Written by: Rana Khaled Awwad
Edited by: Monda Salem, Mona Timor Shehata
Published by: Amira Haytham
I always ask myself this question and spontaneously find myself answering: “Yes, I always cultivate power more than I harvest, and the outcome is not always sufficient to compensate for the power invested in the income.”
I admit that these thoughts are deadly; I’m experiencing them now; especially when it comes to these questions: What should I do more? Did I care less than I should?! But I did a lot and gained nothing in return! That’s not the result I expected when I invested all my power to achieve it! I don’t fit in this place?
It seems like you’re blowing a balloon with a hole or pushing a wall; both won’t give you any response no matter how hard you try each time.
But maybe that’s the problem; that we keep pushing a wall. Or in other words: that we keep exerting efforts in the wrong direction.
It’s just like a puzzle; you force some pieces to fit with others and you exert a lot of efforts to let them fit; you strive hard to reach this goal, but they don’t fit. Simply, because they aren’t meant to fit; they are not compatible and the effort is not exerted In the right place. You will end up either breaking the pieces or your energy will be depleted.
It could be applied in a lot of situations in our lives: studying, working, relationships, where you keep investing power in the wrong direction.
But how could I possibly know that I am on the right track?
Besides that, our intuition plays a great role in determining the direction of our progress, you can simply infer whether you’re exerting effort on the right track or not by observing the results, even if they are not the desired ones.
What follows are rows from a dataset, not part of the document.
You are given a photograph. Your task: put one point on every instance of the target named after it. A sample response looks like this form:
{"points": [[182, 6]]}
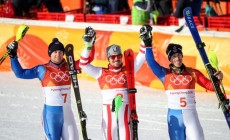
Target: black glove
{"points": [[89, 37], [146, 35], [12, 49]]}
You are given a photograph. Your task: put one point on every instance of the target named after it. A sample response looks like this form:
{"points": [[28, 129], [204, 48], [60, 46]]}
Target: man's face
{"points": [[57, 56], [176, 59], [115, 60]]}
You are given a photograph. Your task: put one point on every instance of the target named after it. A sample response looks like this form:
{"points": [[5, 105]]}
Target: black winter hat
{"points": [[172, 49], [55, 45]]}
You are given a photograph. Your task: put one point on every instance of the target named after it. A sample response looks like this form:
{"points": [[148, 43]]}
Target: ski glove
{"points": [[146, 35], [12, 49], [89, 37]]}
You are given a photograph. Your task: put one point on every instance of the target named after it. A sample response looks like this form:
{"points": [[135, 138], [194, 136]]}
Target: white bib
{"points": [[57, 95], [109, 94], [181, 99]]}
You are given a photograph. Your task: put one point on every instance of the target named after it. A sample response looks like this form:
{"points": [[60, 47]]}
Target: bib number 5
{"points": [[183, 102]]}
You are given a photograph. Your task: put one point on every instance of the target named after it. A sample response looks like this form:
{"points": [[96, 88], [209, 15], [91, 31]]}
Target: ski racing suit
{"points": [[183, 122], [57, 119], [113, 82]]}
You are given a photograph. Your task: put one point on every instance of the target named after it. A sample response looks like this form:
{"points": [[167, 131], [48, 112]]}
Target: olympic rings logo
{"points": [[60, 76], [184, 80], [116, 79]]}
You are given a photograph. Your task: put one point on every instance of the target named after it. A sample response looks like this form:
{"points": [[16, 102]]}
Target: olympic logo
{"points": [[184, 80], [60, 76], [116, 79]]}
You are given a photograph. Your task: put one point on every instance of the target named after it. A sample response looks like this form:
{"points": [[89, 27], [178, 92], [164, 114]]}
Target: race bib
{"points": [[109, 94], [57, 95], [181, 99]]}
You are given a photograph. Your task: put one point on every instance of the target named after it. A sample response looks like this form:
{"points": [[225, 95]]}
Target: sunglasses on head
{"points": [[116, 56]]}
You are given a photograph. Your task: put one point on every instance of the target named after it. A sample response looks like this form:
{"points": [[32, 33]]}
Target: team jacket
{"points": [[180, 88]]}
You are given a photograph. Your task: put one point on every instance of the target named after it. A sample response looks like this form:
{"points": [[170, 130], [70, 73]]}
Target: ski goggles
{"points": [[119, 56]]}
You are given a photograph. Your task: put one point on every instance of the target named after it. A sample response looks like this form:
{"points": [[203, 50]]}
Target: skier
{"points": [[58, 118], [179, 83], [112, 81]]}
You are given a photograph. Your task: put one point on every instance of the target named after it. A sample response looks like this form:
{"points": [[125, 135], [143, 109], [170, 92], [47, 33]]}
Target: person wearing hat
{"points": [[179, 83], [57, 118], [112, 82]]}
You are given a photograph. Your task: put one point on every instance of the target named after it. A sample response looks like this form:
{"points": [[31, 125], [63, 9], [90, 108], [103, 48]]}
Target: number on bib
{"points": [[183, 102]]}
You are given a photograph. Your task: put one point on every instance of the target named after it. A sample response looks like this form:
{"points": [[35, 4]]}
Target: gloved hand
{"points": [[89, 37], [12, 49], [146, 35]]}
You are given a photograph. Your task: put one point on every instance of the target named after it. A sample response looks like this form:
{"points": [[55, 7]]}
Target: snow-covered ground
{"points": [[21, 103]]}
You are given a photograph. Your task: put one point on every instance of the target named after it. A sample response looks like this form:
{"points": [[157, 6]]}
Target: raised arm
{"points": [[89, 39], [146, 37], [36, 72]]}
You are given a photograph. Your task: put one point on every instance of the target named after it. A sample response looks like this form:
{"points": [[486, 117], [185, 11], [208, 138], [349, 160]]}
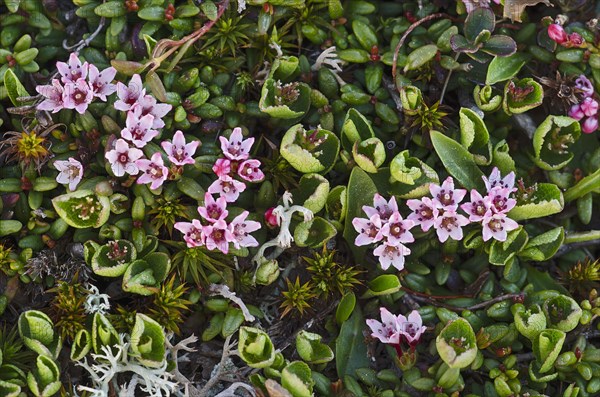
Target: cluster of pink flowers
{"points": [[440, 211], [557, 33], [587, 108], [386, 226], [215, 232], [394, 329], [79, 84], [236, 162]]}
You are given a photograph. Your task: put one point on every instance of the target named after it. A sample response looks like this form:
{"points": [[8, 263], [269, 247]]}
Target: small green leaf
{"points": [[458, 161], [504, 68]]}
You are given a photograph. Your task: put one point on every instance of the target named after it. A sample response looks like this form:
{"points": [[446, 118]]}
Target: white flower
{"points": [[70, 172]]}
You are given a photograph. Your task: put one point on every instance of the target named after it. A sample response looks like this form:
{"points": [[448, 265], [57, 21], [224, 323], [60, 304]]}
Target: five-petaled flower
{"points": [[122, 158], [70, 172], [153, 171], [179, 152]]}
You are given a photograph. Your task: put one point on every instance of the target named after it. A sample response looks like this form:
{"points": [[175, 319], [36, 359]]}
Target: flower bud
{"points": [[557, 33]]}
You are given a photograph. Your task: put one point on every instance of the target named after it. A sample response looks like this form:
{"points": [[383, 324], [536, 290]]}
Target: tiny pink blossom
{"points": [[495, 180], [396, 230], [192, 233], [584, 85], [101, 82], [250, 171], [222, 168], [411, 328], [424, 212], [153, 171], [478, 207], [575, 112], [368, 230], [73, 70], [391, 255], [138, 131], [589, 107], [557, 33], [236, 147], [178, 151], [590, 125], [217, 235], [213, 210], [77, 96], [227, 187], [241, 228], [53, 95], [500, 200], [496, 226], [70, 172], [147, 104], [129, 94], [449, 224], [381, 206], [388, 330], [446, 196], [122, 158]]}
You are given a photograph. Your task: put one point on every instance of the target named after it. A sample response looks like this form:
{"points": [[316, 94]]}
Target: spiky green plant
{"points": [[328, 276], [168, 306], [297, 297]]}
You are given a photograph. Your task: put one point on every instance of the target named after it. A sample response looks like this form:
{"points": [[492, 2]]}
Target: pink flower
{"points": [[589, 107], [495, 180], [236, 148], [368, 230], [445, 196], [388, 330], [412, 328], [53, 94], [241, 228], [153, 171], [70, 172], [77, 96], [382, 207], [222, 167], [496, 226], [396, 230], [557, 33], [478, 207], [179, 152], [73, 70], [500, 200], [122, 158], [590, 125], [584, 85], [575, 112], [138, 131], [250, 171], [128, 95], [213, 210], [424, 212], [575, 39], [391, 255], [146, 104], [227, 187], [449, 224], [217, 235], [192, 233]]}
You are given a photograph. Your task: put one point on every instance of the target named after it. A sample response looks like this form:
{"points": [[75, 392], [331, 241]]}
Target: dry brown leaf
{"points": [[514, 8]]}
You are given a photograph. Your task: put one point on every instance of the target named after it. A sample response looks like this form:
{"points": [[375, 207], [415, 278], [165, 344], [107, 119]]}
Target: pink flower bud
{"points": [[590, 125], [576, 112], [557, 33], [589, 107], [271, 218]]}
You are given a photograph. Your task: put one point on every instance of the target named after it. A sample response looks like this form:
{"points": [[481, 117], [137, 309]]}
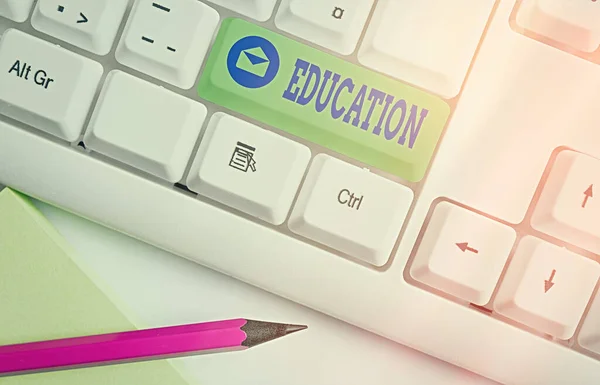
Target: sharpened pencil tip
{"points": [[289, 329], [258, 332]]}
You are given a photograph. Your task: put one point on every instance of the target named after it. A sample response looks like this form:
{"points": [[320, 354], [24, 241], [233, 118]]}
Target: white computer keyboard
{"points": [[424, 169]]}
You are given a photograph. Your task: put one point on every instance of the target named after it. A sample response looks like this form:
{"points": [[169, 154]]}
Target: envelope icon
{"points": [[253, 60]]}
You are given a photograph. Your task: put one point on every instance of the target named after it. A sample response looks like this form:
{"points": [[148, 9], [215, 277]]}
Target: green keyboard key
{"points": [[362, 114]]}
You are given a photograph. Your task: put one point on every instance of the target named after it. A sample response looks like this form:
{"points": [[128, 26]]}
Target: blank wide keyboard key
{"points": [[145, 126], [589, 336], [260, 10], [88, 24], [248, 168], [569, 208], [575, 23], [333, 24], [547, 287], [462, 253], [44, 85], [17, 10], [429, 43], [351, 210], [168, 39]]}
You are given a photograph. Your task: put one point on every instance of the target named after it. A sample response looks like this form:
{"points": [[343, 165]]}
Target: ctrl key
{"points": [[351, 210], [45, 86]]}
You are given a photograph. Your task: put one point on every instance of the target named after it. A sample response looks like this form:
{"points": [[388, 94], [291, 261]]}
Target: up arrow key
{"points": [[83, 18]]}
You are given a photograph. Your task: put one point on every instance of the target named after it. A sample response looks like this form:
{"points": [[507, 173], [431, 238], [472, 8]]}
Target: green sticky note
{"points": [[319, 97], [45, 294]]}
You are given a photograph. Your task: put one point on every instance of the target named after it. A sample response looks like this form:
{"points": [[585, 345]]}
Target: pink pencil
{"points": [[139, 345]]}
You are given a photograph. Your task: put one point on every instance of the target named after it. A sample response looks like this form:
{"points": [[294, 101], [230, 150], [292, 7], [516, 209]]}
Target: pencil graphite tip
{"points": [[258, 332], [294, 328]]}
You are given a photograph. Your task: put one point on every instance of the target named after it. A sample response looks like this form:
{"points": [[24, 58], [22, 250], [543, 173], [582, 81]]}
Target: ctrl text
{"points": [[24, 71], [350, 199]]}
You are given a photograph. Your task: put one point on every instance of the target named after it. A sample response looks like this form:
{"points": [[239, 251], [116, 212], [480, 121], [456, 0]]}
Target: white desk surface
{"points": [[162, 289]]}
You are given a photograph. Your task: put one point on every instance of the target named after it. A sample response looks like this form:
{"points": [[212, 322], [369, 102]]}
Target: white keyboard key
{"points": [[248, 168], [589, 336], [260, 10], [88, 24], [17, 10], [145, 126], [350, 209], [168, 39], [568, 208], [333, 24], [572, 22], [462, 253], [547, 287], [429, 43], [46, 86]]}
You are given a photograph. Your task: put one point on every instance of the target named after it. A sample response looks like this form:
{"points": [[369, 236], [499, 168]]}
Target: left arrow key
{"points": [[82, 19]]}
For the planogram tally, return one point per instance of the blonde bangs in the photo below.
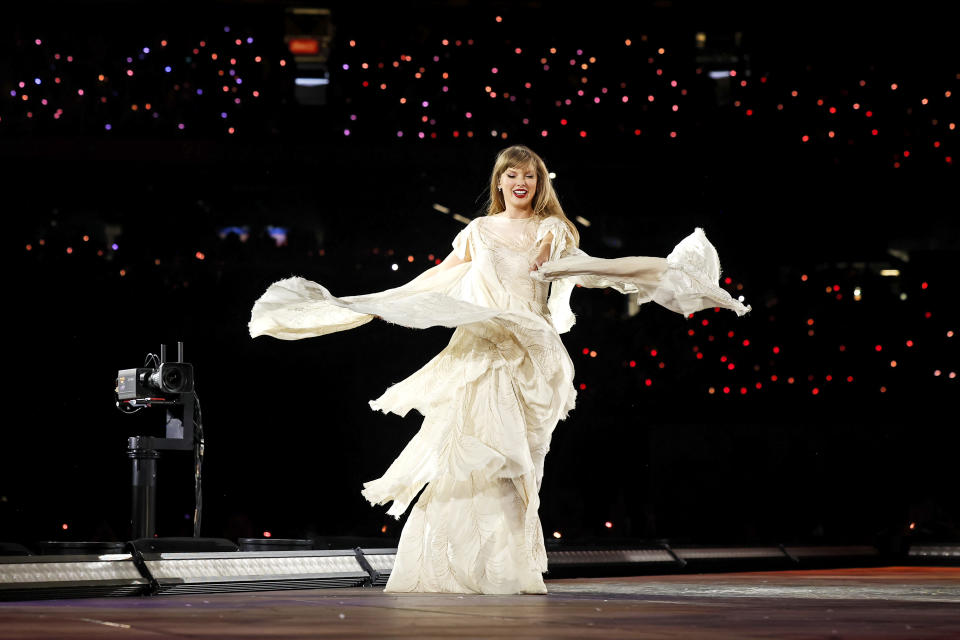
(545, 200)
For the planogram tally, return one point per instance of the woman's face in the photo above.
(519, 185)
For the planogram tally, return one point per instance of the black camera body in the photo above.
(171, 378)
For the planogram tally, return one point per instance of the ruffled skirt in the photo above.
(490, 402)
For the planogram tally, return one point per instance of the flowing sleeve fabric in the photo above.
(461, 243)
(563, 245)
(297, 308)
(686, 281)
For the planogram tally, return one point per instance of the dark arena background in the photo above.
(165, 162)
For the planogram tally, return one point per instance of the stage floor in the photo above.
(888, 602)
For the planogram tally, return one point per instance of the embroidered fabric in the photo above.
(492, 397)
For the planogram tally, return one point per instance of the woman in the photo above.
(493, 396)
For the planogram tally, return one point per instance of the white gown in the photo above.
(491, 399)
As an SAT student, I’ve always been struggling to achieve the score I want for the first 4 trials and never attained it. Even if my scores were good, I visualized myself as a failure, because I never got to get the score I set my mind on, although I’ve always achieved higher whenever I enter a trial than the previous score. Each time the scores came out, I got depressed and cried a lot no matter how high my score increased; it’s still not the score I strived very hard to get. However, I never stopped trying and I kept this in mind “Trial-error-trial-error-trial-error-trial-IT” then no matter how many time I try and fail to reach my goal, one day I will have IT.
On my fifth trial, I got the score of my dreams finally; I was extremely happy because I tried very hard, invested a lot, tried a lot, and after failing a lot; I got it, my target. It tastes different when you achieve your dream after several trials and a lot of work: it’s like the taste of water after being extremely thirsty from running a thousand miles!
Afterwards, I came to the realization that the previous four trials were just leading me to the success of the fifth.
There’s a statement that may validate my point: “You keep trying to cut a tree 99 times and, when it doesn’t fall, you give up. Until somebody else comes and tries just one more time, the hundredth, and does it!”
In some occasions we truly do the best we could; we exert a lot of energy to reach something with keeping our eyes on our targets, but we are too hasty to find the results, and never consider the possibility that maybe the efforts we exert are leading us closer to the target. Consequently, if you didn’t reach it today, you are definitely taking a step closer to reach it tomorrow. All what you have to do in this journey is to never give up. Keep going as long as you see a progress, even if it’s minor, or not YET the desired goal.
Psychologically, our past experiences are stored in our memories, and subconsciously control our decisions. We have lived long enough to conclude from the environment and atmosphere of both practical and personal lives, whether it’s going on the right or the wrong track, whether we are repeating past mistakes or not, or if we are deluded in the wrong direction. That’s the benefit of making mistakes, even if you didn’t have any experience before and going through new ones with a lot of obstacles and false decisions; they are guidelines for whatever comes next, sooner or later. That’s the benefit of going through a crisis, knowing how to handle them gives you experience and guidance to proceed with your path.
And speaking of experiences, if I had ever learnt something it’s to give up on giving up.